Bu kişinin hızı çok fazlaydı. Tam Ling Han ile Tarikat Üstadının arasına girmiş ve ardından bir avuç içi darbesi savurmuştu. Her şey bir anda oldu ve zaman bile durmuş gibiydi.
Bu nedenle, Tarikat Ustası hiçbir şekilde zamanında tepki veremedi. Pa! Anında kafasına darbe aldı ve havada yuvarlanmaya başladı. Ardından yere çakıldı ve havada bir toz ve kum bulutunun dalgalanmasına neden oldu.
Ağırbaşlı Tarikat Ustası gerçekten de tek bir tokatla uçmaya mı gönderilmişti?
Herkes şaşkına döndü. F***, kimdi bu gelen kişi? Çok müthişti, değil mi?
Bu kişi doğal olarak Dokuz Dağlı Venerate idi.
“Dokuz Dağlar, gücünüzü bir küçüğe göstermek küçük düşürücü değil mi?” Bir ses duyuldu.
Dokuz Dağ Hürmetkârı belli bir yöne doğru baktı ve “Yedinci Ejderha mı?” diye sordu.
“Hehe, ayrılalı birkaç bin yıl oldu, yani beni hâlâ hatırlıyor musun?” Yaşlı bir adam dışarı çıktı. Uzun boylu ve ince yapılıydı ve kafasında bir çift boynuz vardı. Boynuzlara benziyorlardı ama çok daha uzundular.

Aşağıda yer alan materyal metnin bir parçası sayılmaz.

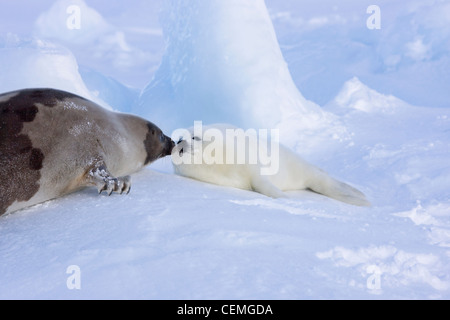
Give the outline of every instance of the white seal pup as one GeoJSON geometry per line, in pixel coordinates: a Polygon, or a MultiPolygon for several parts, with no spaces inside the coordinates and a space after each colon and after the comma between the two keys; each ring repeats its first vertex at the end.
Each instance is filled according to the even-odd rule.
{"type": "Polygon", "coordinates": [[[86,186],[128,193],[128,175],[173,146],[153,123],[68,92],[1,94],[0,215],[86,186]]]}
{"type": "Polygon", "coordinates": [[[287,197],[284,191],[310,189],[352,205],[370,206],[359,190],[332,178],[276,141],[257,137],[256,131],[244,132],[229,124],[195,128],[180,129],[172,135],[174,139],[180,136],[172,150],[178,175],[273,198],[287,197]]]}

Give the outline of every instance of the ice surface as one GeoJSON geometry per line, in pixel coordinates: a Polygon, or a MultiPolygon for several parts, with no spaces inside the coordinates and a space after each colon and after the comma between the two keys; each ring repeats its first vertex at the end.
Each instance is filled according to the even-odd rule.
{"type": "Polygon", "coordinates": [[[128,196],[89,188],[0,217],[0,298],[450,297],[449,1],[381,0],[378,31],[364,1],[164,1],[161,26],[153,1],[76,2],[107,27],[73,40],[67,1],[15,22],[17,3],[0,5],[1,91],[70,90],[169,135],[193,120],[278,126],[373,207],[208,185],[164,158],[128,196]]]}

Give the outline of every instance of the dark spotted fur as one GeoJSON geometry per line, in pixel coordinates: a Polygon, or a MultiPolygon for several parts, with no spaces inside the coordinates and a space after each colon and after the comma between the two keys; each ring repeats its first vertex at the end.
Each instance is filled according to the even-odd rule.
{"type": "Polygon", "coordinates": [[[0,215],[15,201],[28,201],[39,190],[45,157],[21,131],[39,112],[36,103],[52,107],[60,97],[56,90],[23,90],[0,102],[0,215]]]}
{"type": "Polygon", "coordinates": [[[157,126],[155,126],[151,122],[147,122],[147,128],[148,132],[145,137],[144,145],[145,150],[147,152],[147,158],[145,159],[144,164],[147,165],[150,162],[158,159],[161,156],[170,155],[170,152],[172,151],[172,148],[174,147],[175,143],[166,135],[164,135],[157,126]],[[156,136],[156,139],[155,139],[156,136]],[[159,142],[162,142],[166,145],[166,148],[163,150],[163,153],[160,155],[155,155],[154,150],[156,149],[156,142],[159,140],[159,142]]]}

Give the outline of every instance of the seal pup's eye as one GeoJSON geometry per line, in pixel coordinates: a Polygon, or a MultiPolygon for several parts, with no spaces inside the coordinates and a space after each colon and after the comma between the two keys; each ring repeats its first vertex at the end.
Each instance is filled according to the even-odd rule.
{"type": "Polygon", "coordinates": [[[183,137],[180,137],[180,139],[178,139],[177,144],[180,144],[181,142],[183,142],[183,137]]]}
{"type": "Polygon", "coordinates": [[[199,137],[192,137],[192,140],[194,140],[194,141],[200,141],[200,140],[202,140],[202,139],[200,139],[199,137]]]}

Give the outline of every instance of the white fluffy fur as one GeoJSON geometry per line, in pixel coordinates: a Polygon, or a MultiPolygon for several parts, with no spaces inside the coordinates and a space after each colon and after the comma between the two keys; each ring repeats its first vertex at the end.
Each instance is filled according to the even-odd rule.
{"type": "MultiPolygon", "coordinates": [[[[210,129],[216,132],[219,130],[225,137],[227,129],[237,128],[227,124],[203,126],[202,137],[194,137],[194,129],[189,129],[189,134],[181,137],[182,139],[172,151],[172,160],[177,174],[217,185],[253,190],[273,198],[287,197],[284,191],[311,189],[345,203],[358,206],[370,205],[362,192],[330,177],[326,172],[309,164],[282,145],[279,145],[279,158],[277,158],[279,170],[273,175],[262,175],[259,163],[236,164],[235,161],[234,164],[225,164],[227,152],[232,152],[230,146],[225,143],[225,139],[222,141],[224,164],[206,164],[205,161],[194,164],[194,157],[212,143],[209,132],[213,130],[210,129]],[[185,157],[190,157],[190,163],[180,163],[181,150],[185,157]]],[[[246,152],[250,153],[258,148],[257,144],[248,142],[247,140],[246,152]]],[[[208,157],[208,154],[204,153],[204,157],[208,157]]]]}

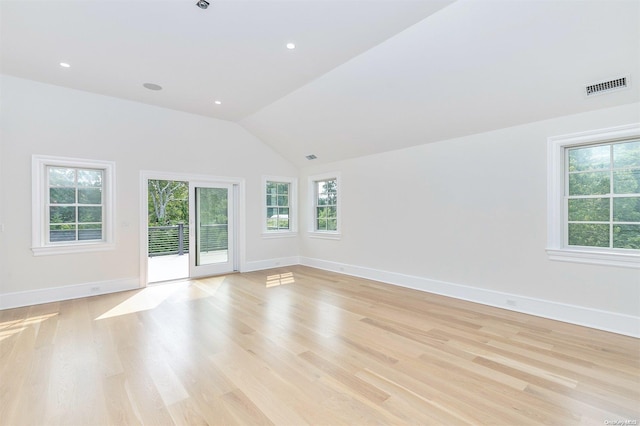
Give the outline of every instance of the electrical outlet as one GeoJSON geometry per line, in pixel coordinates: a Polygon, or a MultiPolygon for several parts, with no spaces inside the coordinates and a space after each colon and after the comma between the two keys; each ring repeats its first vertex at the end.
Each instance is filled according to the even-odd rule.
{"type": "Polygon", "coordinates": [[[100,291],[100,286],[91,287],[91,293],[97,293],[100,291]]]}
{"type": "Polygon", "coordinates": [[[512,299],[507,299],[507,306],[516,306],[517,302],[512,299]]]}

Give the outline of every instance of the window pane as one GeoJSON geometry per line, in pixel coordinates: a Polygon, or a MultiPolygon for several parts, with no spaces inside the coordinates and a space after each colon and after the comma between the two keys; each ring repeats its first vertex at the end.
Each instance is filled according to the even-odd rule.
{"type": "Polygon", "coordinates": [[[640,222],[640,197],[614,198],[613,220],[615,222],[640,222]]]}
{"type": "Polygon", "coordinates": [[[609,198],[578,198],[569,200],[569,220],[609,221],[609,198]]]}
{"type": "Polygon", "coordinates": [[[277,192],[277,184],[275,182],[267,182],[267,194],[275,195],[277,192]]]}
{"type": "Polygon", "coordinates": [[[327,230],[327,219],[318,219],[317,220],[317,230],[318,231],[326,231],[327,230]]]}
{"type": "Polygon", "coordinates": [[[275,206],[277,199],[275,195],[267,194],[267,206],[275,206]]]}
{"type": "Polygon", "coordinates": [[[569,195],[602,195],[609,193],[609,172],[587,172],[569,175],[569,195]]]}
{"type": "Polygon", "coordinates": [[[613,191],[616,194],[640,194],[640,169],[613,172],[613,191]]]}
{"type": "Polygon", "coordinates": [[[71,223],[75,221],[75,207],[49,207],[49,223],[71,223]]]}
{"type": "Polygon", "coordinates": [[[74,204],[75,202],[75,188],[49,188],[50,204],[74,204]]]}
{"type": "Polygon", "coordinates": [[[102,222],[102,207],[78,207],[78,222],[102,222]]]}
{"type": "Polygon", "coordinates": [[[76,169],[49,167],[49,186],[75,186],[76,169]]]}
{"type": "Polygon", "coordinates": [[[289,195],[289,184],[288,183],[279,183],[278,184],[278,194],[280,194],[280,195],[289,195]]]}
{"type": "Polygon", "coordinates": [[[609,247],[609,225],[570,223],[569,245],[609,247]]]}
{"type": "Polygon", "coordinates": [[[316,208],[316,217],[318,219],[326,219],[327,218],[327,207],[317,207],[316,208]]]}
{"type": "Polygon", "coordinates": [[[337,210],[335,207],[327,207],[327,218],[335,219],[337,215],[337,210]]]}
{"type": "Polygon", "coordinates": [[[102,225],[101,224],[80,224],[78,225],[78,240],[101,240],[102,225]]]}
{"type": "Polygon", "coordinates": [[[337,231],[338,230],[338,221],[337,221],[337,219],[329,219],[329,220],[327,220],[327,230],[328,231],[337,231]]]}
{"type": "Polygon", "coordinates": [[[75,241],[76,226],[73,225],[51,225],[49,228],[49,241],[57,243],[60,241],[75,241]]]}
{"type": "Polygon", "coordinates": [[[610,145],[588,146],[569,150],[569,171],[608,169],[611,162],[610,145]]]}
{"type": "Polygon", "coordinates": [[[640,249],[640,225],[614,225],[613,247],[640,249]]]}
{"type": "Polygon", "coordinates": [[[78,188],[78,203],[102,204],[102,188],[78,188]]]}
{"type": "Polygon", "coordinates": [[[640,167],[640,141],[613,145],[613,167],[640,167]]]}
{"type": "Polygon", "coordinates": [[[289,219],[280,219],[278,221],[278,229],[289,229],[289,219]]]}
{"type": "Polygon", "coordinates": [[[278,206],[286,207],[289,205],[289,197],[286,195],[278,195],[278,206]]]}
{"type": "Polygon", "coordinates": [[[102,170],[78,170],[78,186],[102,186],[102,170]]]}

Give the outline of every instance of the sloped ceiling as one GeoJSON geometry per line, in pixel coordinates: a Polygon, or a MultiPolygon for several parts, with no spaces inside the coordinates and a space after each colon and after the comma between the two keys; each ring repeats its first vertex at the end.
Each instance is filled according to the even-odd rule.
{"type": "Polygon", "coordinates": [[[298,166],[640,101],[637,0],[2,0],[0,24],[2,73],[235,121],[298,166]]]}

Ejderha Yedi Hürmetkârı Ejderha Irkındandı. Elbette, bu Ejderha Irkı kendi kendini ilan etmişti ve aslında Sel Ejderha Irkına aitti. Gerçek Ejderha ile tamamen alakasızdı.
Birinci nesil İlahi Canavarın ölümünden sonra, dünyada artık saf kan İlahi Canavar kalmamıştı.
Dokuz Dağ Hürmetkârı kamburunu çıkardı ve şöyle dedi: “Birisi öğrencime zorbalık etti, bu yüzden
tokatlamak mı?”
Yedinci Ejderha Hürmetkârı kıkırdadı, “Bu meseleye karışmaya zahmet edemem. Ancak, öğrenciniz İlahi Yağmur Hürmeti’nin mirasını elde etti. Çok ilgimi çekti, bu yüzden ruhunu araştırmama izin verin. Ona en ufak bir zarar vermeyeceğimi garanti edebilirim.” “Ne şaka ama!” Dokuz Dağ Hürmetkârı anında soğuk bir şekilde azarladı, “İlahi duyuların çok güçlü. Eğer onun ruhunu bir kez araştırırsan, gelecekte hala bir beklentisi olur mu?” “Hehe, onun canını ben almadım, yeterince merhametli değil miyim?” dedi Yedinci Ejderha Hürmetkârı gülümseyerek.
Bir Venerate Seviyesi seçkinin gözünde, ne kadar zeki olursanız olun, sadece bir karıncaydınız.
Hayatınızı bağışlamak yeterli değil miydi?
Ling Han Ejderha Yedinci Hürmetkâr’a baktı ve bu yaşlı bunağın görünüşünü ve ruh dalgalanmalarını hafızasına kaydetti. Gelecekte bir Venerate Seviyesi olduğunda, bu yaşlı herifin ağzını kesinlikle tokatlayacaktı.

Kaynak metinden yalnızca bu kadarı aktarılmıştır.